Type 0 : A bitmap indicating the resource block groups(RBGs) that are allocated to the scheduled UE. (An RBG is a set of consecutive physical resource blocks(PRBs). This type has following informations

Flag for format 0/format1A differentiation
Hoping flag
Resource block assignment and hopping resource allocation
New data indicator
TPC command for scheduled PUSCH
Cyclic shift for DM RS
CQI request
Number of appended zeros to format 0

Type 1 : A bitmap indicating PRBs from a set of PRBs from a subset of resource block groups determined by the system bandwidth.

Resource allocation header (resource allocation type 0/type 1)
Resource block assignment
Modulation and coding scheme
HARQ process number
New data indicator
Redundancy version
TPC command for PUCCH

Type 2 : A set of contiguously allocated physical or virtual resource blocks. The allocations vary from a single PRB upto the maximum number of PRBs spanning the system bandwidth.

There are two major factors to determine a DCI format for a specific situation as follows :

i) RNTI Type

ii) Transmission Mode

This means that you cannot change only one of these parameters arbitrarily and you always have to think of the relationships among these when you change one of these parameters. Otherwise you will spend a long time for troubleshooting -:)

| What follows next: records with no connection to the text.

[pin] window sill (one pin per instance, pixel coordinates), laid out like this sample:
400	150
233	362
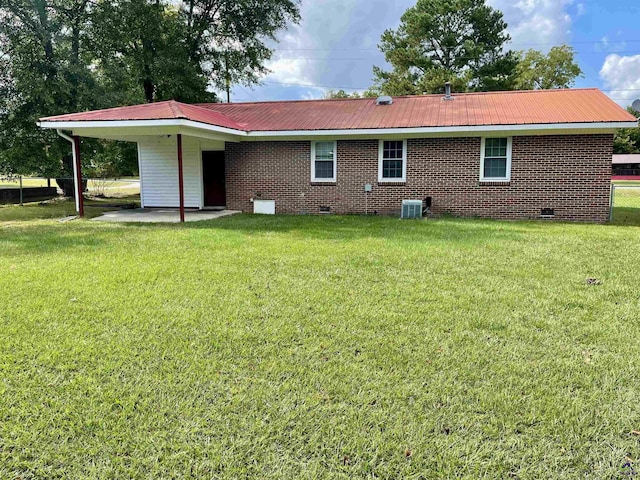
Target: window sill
392	182
496	183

Those tables from 3GPP 36.213 shows the relationships between RNTI Type, Transmission Mode and DCI format. (You would notice that same information (same RNTI type) can have multiple candidates of DCI format. Then, the question is "How network determine which DCI format it has to use at a specific moment ?". In some case, you can find a clear criteria from following table, but some other case the selection criteria is not clear. For example, if you ask "Do I have to use DCI format 1A or 2A when I am using TM3, C-RNTI ?". You may say "Use DCI format 2A in MIMO configuration and use 1 A in non-MIMO configuration". But the answer would not be clear if you ask "What kind of DCI format (1A or 1C) for Paging message (P-RNTI) ?". At least table 7.1-2 does now show any different selection criteria and I haven't found anywhere else in the spec about this selection criteria. In this case, I just ask to several other people who is working on that specific area and trying to draw conclusion by a kind of 'vote'. For this specific case (DCI format for P-RNTI), I got the response saying "There is no clear criteria, it is just upto network on which one to pick".)

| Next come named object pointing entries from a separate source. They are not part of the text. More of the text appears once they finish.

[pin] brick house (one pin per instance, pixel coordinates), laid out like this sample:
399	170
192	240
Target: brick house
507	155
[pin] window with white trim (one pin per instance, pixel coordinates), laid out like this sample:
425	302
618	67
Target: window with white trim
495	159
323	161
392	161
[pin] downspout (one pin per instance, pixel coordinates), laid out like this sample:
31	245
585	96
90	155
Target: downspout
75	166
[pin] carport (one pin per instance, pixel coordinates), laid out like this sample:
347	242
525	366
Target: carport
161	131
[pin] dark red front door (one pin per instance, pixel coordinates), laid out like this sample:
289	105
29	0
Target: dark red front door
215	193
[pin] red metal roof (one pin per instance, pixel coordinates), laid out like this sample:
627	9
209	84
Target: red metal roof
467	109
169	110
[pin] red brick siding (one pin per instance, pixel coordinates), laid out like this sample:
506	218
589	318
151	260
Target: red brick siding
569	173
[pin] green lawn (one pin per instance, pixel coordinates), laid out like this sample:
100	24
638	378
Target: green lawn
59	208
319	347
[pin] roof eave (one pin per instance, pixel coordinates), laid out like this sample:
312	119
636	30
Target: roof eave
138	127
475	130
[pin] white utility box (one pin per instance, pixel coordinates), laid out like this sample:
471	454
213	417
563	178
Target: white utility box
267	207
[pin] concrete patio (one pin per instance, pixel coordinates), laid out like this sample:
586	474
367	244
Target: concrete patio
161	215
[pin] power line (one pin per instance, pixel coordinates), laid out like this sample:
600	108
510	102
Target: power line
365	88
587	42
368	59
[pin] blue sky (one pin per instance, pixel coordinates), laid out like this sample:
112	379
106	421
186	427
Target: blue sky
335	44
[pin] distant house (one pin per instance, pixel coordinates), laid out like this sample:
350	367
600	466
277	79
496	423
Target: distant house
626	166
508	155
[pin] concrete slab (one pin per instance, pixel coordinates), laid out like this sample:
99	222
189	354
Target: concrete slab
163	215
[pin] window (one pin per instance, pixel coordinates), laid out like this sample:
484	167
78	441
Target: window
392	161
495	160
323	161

Yes, there is a relationship. You have to know which DCI format is required for which RRC message. Following tables from 3GPP 36.321 shows the relationship between RNTI and logical channel and you would know which RRC message is carried by which logical channel. So with two step induction, you will figure out the link between RRC message and it's corresponding DCI format.

For example, if you see the "Security Mode Command" message of section 6.2.2 of 36.331, it says

Signalling radio bearer: SRB1

RLC-SAP: AM

Logical channel: DCCH

Direction: UE to E-UTRAN

If you see the table, you would see this message is using C-RNTI. and you will figure out the possible candiates from table 7.1-5 of 36.213 and if you would have detailed information of the transmission mode, you can pinpoint out exactly which DCI format you have to use for this message for a specific case. Assuming TM mode in this case is TM1 and scheduling is dynamic scheduling, if you see Table 7.1-2 you will figure out that this is using C-RNTI. With this RNTI Type and TM mode, if you see table 7.1-5, this case use DCI Format 1 or DCI Format 1A.

It is a little complicated to describe this process here. (To be honest, I don't know how to explain this process in plain language). Please see 5.3.3.1 DCI formats of 36.212

You can figure out the Start of RB and N_RB (Number of allocated RB) from RIV value.

How can I calcuate Start_RB and N_RB from RIV. The simple calcuation is as follows :
i) N_RB = Floor(RIV/MAX_N_RB) + 1= Floor(1200/50) + 1 = 25, where MAX_N_RB = 50 in this case since this is 10 Mhz System BW.
ii) Start_RB = RIV mod MAX_N_RB = 1200 mod 50 = 0

This examples shows the case where PUSCH frequency hopping flag is on. Depending on the value for NUL-hop, the detailed hopping pattern is determined.